Mr Buhari, an MIT-trained electrical engineer, said it is the first time a MW scale hybrid solar system is successfully implemented in a Nigerian institution and the second in the country after the Lower Usuma Dam project in Abuja.
“The BUK project is even upgraded with research component. It is however first MW scale renewable energy project led and managed by a Nigerian engineer in Nigeria,” said Mr Buhari, who holds a PhD in Integration of Renewable Energy into Power Systems.
“The feat was made possible after the successful completion and commissioning of a 1MWp Solar power plant by a technical team of experts and supported by Enerwhere Nigeria Ltd through the Solar Nigeria Project (of the DFID).
“The 1MWp system is the flagship project of a DFID funded programme together with a Nigerian university and is the largest project of its kind in the country by any Nigerian government institution.
“The project will help the university save on huge costs of diesel, utility bills and increase the reliability of electricity supply on the old campus.

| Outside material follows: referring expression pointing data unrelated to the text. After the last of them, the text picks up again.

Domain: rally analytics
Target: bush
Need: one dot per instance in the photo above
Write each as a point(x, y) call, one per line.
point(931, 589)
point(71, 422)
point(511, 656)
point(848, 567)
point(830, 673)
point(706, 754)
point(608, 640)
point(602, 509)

“In addition, the project will enhance the employability of its students through training and will generate huge investment interest in this sector in Kano.
“More importantly for Nigerian universities, it is a huge opportunity to trigger research necessary to develop capacity to answer important questions related to the local community, the national grid, electricity markets, and environment.
This project is bound to put the University in ranked universities that utilize abundant resources available locally to improve services within the community.
Kano city in the semi Sahara region of Nigeria’s north west belt suffers enormously from power shortages whereas temperatures are usually amongst the highest in the country. This remains the first determined bid to harness it’s abundant sunshine into electricity that the university community would benefit from first as a prelude to increasing power supply with alternative energy across the nation.